Ayman Ismail Salameh Sharawneh (Hamas): From Dura, near Hebron, he was imprisoned for multiple offences including his involvement in a May 2002 bombing in Beersheba which injured 19 peo
ple (a technical fault prevented the bomb from exploding fully, as we noted here); an attempt to abduct an IDF soldier; and shooting at IDF soldiers. Sentenced to 38 years in prison, he too was released in the Shalit Transaction. At the time, he was called Mahmud Abdallah Abd al-Rahman Abu Sariya. (He has also been called Ayman al-Sharawna Ismail Salma in some reports such as this Israeli one - see page 5.) We posted about him immediately after his re-arrest [see "1-Feb-12: One down, 1026 to go"].
Sharawneh returned to terrorist activity immediately after his release, and was re-arrested on January 31, 2012. The Israeli prosecution asked for the reduction of his prison sentence to be revoked, and for him to return to prison to serve the remainder of that sentence. On returning to prison, Sharawneh undertook a hunger strike which attracted widespread media coverage and sympathy. His argument was that the Israelis had cooked up a bogus claim of his having returned to his terrorist ways, and that this was all wrong and unfair. In March 2013, a deal was agreed by which he was sent to the Gaza Strip for a ten year period of exile, instead of serving the remainder of his sentence. Astonishingly, the request was approved by Israel’s security and legal systems. On arriving in the Gaza Strip, he was given a tumultuous welcome by the Hamas regime and then, on March 18, 2013, interviewed from his hospital bed on the Al Quds television network. In it, he asserted that
the only way to release prisoners was by the abduction of Israeli service personnel and that is precisely what he called for.
If Sharawneh
ever again experiences the misfortune of being arrested by Israel, it’s likely he will be treated as a returning terrorist (this time with clear evidence on the public record as in this Huff Post article) and sentenced to… Or perhaps not, given his amazing track record of getting off the hook until now.

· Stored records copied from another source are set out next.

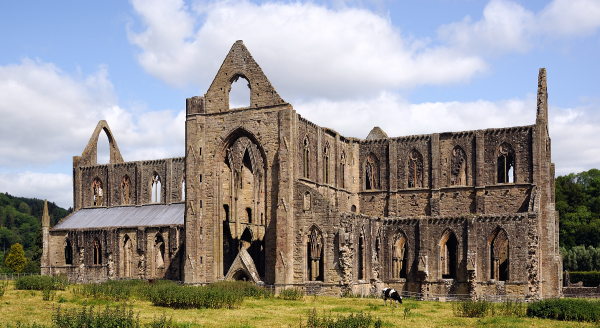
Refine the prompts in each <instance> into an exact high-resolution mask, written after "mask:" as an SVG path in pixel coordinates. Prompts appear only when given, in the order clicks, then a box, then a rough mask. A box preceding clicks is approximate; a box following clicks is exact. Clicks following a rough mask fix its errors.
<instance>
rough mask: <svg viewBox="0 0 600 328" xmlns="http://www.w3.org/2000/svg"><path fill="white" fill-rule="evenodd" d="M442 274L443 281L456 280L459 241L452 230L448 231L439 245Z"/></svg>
mask: <svg viewBox="0 0 600 328" xmlns="http://www.w3.org/2000/svg"><path fill="white" fill-rule="evenodd" d="M439 247H440V273H441V275H442V279H456V269H457V264H458V261H457V260H458V239H457V238H456V235H455V234H454V232H453V231H452V230H449V229H448V230H446V231H445V232H444V234H443V235H442V238H441V239H440V243H439Z"/></svg>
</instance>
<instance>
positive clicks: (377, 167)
mask: <svg viewBox="0 0 600 328" xmlns="http://www.w3.org/2000/svg"><path fill="white" fill-rule="evenodd" d="M365 180H366V181H365V189H366V190H373V189H378V188H379V161H378V160H377V157H376V156H375V155H374V154H373V153H371V154H369V156H367V163H366V164H365Z"/></svg>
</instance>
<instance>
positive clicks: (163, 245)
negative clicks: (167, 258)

Note that Sharawneh who is now calling for abductions of Israelis was depicted in a sympathetic photo (click to see it) published by The Guardian (UK) newspaper as its Guardian "Best Photo of the Day" earlier this year. On the Adameersite, which advocates for 'prisoner support' and for 'human rights' but strictly only if they are the rights of Palestinian Arabs, he was given his very own banner:
Their pre-release imprisonment turns out, in too many cases to have been a small road-bump in a life of terrorism, murder and hatred. The Shalit Transaction has resulted in the idolization of people like Sharawneh who tried - and in his case failed - to execute a random murder of a large number of people, and then outwitted (as they would tell it) the Zionists. And not only their idolization but their transformation into leaders and figures of inspiration. Their lives have become the stuff of legend; their utterances are the fuel that fires the ongoing waves of terror actions directed against Israeli civilians and innocent people abroad.
Is it too soon to ask whether the Shalit Transaction was worth all of this?